1) Highlight both columns of your data with the mouse.
2) Click on the “Chart Wizard” icon located along the top of the screen.
3) Choose the XY (Scatter) chart type, and the option with the points not
connected by lines.
4) Follow the rest of the graphing instructions, labeling your axes and giving the
chart a title.
5) Once your graph is displayed on the worksheet with your data, click on one
of the data points with your right mouse button.
6) From the small menu which appears, choose the “add Trendline” option.
7) You will be presented a series of regression types to choose from, and the
linear option will already be highlighted.
8) Before you hit OK, however, click on the Options menu and check the boxes
entitled “Display equation on chart” and “Display R-squared value on chart.”
9) Now click OK and your graph, complete with the equation and r2-value, will
be displayed on the worksheet next to your data.
*Note: the regression tool in Excel can be used to make regressions other than linear
Explanation
The statistical procedures described above all deal with testing hypotheses about continuous variables--those which involve direct measurement of variables and the comparison of values obtained. Sometimes ecologists deal with data that are grouped into classes, such as the number of individual organisms from each of 10 different species obtained in a soil sample. You might want to know if the distribution of individuals among each species differs from that determined in a previous study for a different soil type. The chi-square test is a simple way to test for differences in frequency data--variables distributed into two or more classes (in this example, the classes are species). As with the t-test, you will use Excel to calculate a test statistic, in this case the chi-square (X2) statistic. The chi-square test statistic is then compared with a critical value for X2. By comparing the test statistic with the critical value obtained from a statistical table or software package, you will decide whether you are able to reject your null hypothesis at the predetermined probability (typically P = 0.05).
Instructions for Excel
1) Open Excel.
2) Under the file menu, select NEW, which will give you a blank worksheet.
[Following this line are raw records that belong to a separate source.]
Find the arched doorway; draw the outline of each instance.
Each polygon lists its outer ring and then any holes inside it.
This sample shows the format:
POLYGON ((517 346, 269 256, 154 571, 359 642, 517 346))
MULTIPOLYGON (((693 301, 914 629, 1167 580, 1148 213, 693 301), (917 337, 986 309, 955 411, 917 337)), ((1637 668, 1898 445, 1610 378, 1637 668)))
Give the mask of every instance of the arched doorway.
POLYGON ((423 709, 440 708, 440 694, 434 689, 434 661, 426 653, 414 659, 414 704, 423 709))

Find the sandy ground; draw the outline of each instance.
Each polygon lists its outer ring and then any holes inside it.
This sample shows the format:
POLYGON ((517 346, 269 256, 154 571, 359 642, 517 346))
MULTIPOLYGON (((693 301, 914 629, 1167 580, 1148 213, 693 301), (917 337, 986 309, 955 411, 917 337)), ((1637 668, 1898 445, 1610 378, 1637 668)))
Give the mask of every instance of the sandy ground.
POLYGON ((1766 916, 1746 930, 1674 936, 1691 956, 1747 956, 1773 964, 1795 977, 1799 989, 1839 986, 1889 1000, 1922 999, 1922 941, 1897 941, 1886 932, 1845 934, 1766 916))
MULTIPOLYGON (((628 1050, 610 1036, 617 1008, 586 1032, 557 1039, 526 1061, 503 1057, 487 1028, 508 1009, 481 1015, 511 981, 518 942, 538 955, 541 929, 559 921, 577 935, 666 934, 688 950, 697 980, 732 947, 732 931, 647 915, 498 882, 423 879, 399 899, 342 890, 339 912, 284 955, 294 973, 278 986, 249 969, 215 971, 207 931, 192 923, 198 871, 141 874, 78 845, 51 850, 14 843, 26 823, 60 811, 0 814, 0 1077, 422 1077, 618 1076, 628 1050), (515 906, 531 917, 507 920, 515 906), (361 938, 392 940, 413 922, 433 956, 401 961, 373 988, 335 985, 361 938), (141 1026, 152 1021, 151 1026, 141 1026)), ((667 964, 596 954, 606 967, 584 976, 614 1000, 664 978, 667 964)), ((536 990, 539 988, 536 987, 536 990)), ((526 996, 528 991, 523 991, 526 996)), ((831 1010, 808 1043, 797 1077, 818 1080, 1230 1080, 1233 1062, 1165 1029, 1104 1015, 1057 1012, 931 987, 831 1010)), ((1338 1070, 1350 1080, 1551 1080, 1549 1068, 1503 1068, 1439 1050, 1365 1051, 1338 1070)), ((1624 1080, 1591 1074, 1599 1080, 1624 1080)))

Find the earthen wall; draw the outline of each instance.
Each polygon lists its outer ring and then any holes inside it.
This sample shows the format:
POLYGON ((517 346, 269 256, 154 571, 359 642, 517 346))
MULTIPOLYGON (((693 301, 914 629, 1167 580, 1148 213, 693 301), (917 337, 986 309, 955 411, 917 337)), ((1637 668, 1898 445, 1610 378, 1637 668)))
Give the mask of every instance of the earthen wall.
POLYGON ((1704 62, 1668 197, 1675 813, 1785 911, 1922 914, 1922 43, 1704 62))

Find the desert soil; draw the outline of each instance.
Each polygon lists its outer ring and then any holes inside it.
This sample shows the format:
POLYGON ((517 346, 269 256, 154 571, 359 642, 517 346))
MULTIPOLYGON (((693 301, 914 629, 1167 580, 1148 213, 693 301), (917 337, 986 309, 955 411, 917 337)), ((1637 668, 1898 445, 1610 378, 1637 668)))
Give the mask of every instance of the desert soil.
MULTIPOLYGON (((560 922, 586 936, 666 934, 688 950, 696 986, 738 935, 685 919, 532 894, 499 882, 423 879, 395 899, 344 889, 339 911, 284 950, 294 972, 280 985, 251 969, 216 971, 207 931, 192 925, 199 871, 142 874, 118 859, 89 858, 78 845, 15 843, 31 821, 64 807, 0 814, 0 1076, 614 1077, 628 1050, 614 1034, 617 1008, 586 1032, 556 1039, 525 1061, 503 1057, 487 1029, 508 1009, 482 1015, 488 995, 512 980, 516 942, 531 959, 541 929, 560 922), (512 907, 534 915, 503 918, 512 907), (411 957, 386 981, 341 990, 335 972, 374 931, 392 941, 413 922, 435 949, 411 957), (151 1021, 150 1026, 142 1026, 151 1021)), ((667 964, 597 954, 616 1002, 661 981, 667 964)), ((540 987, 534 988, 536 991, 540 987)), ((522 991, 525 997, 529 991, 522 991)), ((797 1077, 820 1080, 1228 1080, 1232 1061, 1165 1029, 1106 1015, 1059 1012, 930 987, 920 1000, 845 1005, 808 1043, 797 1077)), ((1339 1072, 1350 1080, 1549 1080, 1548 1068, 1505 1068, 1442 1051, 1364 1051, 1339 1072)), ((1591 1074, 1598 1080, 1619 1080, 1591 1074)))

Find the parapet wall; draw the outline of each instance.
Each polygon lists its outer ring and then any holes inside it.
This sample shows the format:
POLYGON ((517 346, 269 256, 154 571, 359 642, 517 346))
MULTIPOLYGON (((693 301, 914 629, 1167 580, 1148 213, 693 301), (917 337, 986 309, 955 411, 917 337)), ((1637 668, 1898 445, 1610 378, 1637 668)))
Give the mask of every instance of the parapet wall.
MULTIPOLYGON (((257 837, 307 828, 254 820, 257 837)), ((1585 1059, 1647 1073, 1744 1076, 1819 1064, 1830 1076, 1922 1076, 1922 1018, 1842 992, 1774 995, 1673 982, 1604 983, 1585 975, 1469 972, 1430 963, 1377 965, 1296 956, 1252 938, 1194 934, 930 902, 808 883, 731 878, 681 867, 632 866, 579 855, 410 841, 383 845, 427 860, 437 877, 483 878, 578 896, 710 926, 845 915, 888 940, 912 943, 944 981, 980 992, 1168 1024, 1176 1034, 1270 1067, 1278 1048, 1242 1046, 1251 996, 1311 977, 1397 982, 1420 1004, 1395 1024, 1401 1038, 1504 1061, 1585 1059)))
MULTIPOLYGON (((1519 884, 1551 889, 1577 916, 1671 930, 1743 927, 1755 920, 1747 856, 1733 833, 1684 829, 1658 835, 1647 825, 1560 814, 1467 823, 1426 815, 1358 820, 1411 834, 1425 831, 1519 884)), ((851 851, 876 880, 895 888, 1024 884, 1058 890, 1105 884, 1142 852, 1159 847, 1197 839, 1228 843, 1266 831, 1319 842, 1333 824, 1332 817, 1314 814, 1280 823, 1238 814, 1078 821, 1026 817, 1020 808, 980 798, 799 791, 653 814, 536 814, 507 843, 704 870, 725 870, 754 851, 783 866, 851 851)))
3) You will use two columns. One of these represents the data from the
samples you collected. The other may be a second set of sample data, or it
may be an expected or hypothesized frequency suggested from ecological
theory, past studies, or a well-known frequency distribution, such as a
normal distribution. In all cases, you are testing to see if the “observed” and
“expected” frequencies differ.
4) At the top of each column, type in a label that describes the sample
frequency distribution.
5) Under each label, enter the appropriate data you have collected.
6) At this point you should have your data in two columns with a label at the
top of each. Now it’s time to analyze your data.
7) Go to the insert menu and select Function. Under Function, select
Statistical.
8) In the right-hand column select the option called: ChiTest.
9) Selecting this will bring up another window that asks for information
regarding where Excel can find your data. These are the input ranges. In
this test there are two: one is called the “observed,” and the other the
“expected range.” Note that even when you are comparing two sample frequencies, you will have to calculate the expected values. Think of
“expect” the distribution to exhibit a random pattern. You will compare this random pattern of "expected values" to the "observed" data.
10) Enter the cell name and number where the first set of data begins and ends,
separated by a colon. (Example a2:a6, where the data starts at a2 and ends at
a6). Next enter the cell name and number where the second set of data begins
and ends, in the same manner.
11) After you enter this second range, the p-value for your X2 test will automatically
appear in the upper right-hand corner of the box. You may want to write this
down now before hitting the “finish” button, as sometimes it can be difficult to find
where
Excel chose to print out your p-value.